Anime parents syndrome (APS); a brief medical exploration

In response to the recent attention towards ‘Anime parents syndrome‘ after the mysterious death of Tsukumi’s mother in Kuragehime, I decided to provide what medical knowledge I gathered concerning this illness that, for years, been killing off our beloved anime protagonists’ parents. Please note that this is a very serious article. If you have any additional information regarding this matter, do not hesitate to share.


For years, numerous anime parents have suffered a slow death inflicted by mysterious illness. Their death caused immeasurable negative impact to the world of anime and also to the well-being of remaining anime characters. To date, the true nature of this disease remains illusive and no curative treatment is available. Recently, in an attempt to create universal understanding, the author have named this illness ‘Anime parents syndrome (APS)‘ and have briefly mentioned this disease in the common health problem article.

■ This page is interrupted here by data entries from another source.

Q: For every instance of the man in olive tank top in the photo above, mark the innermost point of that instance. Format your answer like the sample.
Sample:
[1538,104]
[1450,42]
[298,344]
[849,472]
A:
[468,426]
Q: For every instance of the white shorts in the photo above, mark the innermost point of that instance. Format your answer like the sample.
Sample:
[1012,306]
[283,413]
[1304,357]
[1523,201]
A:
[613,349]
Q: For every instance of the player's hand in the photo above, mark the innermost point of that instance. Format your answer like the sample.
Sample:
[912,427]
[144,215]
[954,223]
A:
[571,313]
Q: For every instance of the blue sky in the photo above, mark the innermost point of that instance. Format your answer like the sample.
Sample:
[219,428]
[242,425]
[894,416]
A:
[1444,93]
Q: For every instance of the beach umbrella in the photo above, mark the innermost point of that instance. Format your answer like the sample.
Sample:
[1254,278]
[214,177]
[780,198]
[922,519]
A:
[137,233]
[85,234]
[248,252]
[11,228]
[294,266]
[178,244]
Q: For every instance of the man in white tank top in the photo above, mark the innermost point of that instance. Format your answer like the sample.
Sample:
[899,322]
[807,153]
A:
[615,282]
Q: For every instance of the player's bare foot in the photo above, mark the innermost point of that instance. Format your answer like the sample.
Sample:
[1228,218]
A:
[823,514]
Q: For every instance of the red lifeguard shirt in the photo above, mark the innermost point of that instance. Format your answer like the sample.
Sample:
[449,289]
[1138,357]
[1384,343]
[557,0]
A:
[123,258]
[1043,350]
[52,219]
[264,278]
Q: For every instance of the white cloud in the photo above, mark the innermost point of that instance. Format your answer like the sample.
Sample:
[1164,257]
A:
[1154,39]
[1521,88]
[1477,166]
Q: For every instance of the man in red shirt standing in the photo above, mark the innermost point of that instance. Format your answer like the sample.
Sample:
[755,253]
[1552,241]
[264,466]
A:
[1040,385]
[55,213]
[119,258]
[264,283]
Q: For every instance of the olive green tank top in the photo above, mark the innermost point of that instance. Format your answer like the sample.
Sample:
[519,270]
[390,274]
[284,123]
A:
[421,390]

Anime parents syndrome (APS) is the chronic idiopathic and usually fatal illness defined by prolonged generalized fatigue and wasting of anime character who is the parent of the anime’s main character.


APS is apparently one of the most common cause of death among anime characters next only to trauma/accident. Its prevalence is highest in female of reproductive age. All of whom already have children. Male characters are rarely affected. APS shows ethnic predominance among Asian population. There have been sporadic cases of APS inflicting more than one generation of characters which raises the possibility of underlying genetic association.


The true cause of APS is unknown. Nevertheless, since APS is the illness of anime parents, there are some speculation regarding the association of pregnancy and this disease. Genetic cause remains a possibility but no solid evidence is yet to be found.

Clinical manifestations

Although fatigue and physical wasting are the staple of APS manifestation, patient with APS may present with extremely wide range of signs and symptoms which are mostly non-specific. The most common manifestations are listed below.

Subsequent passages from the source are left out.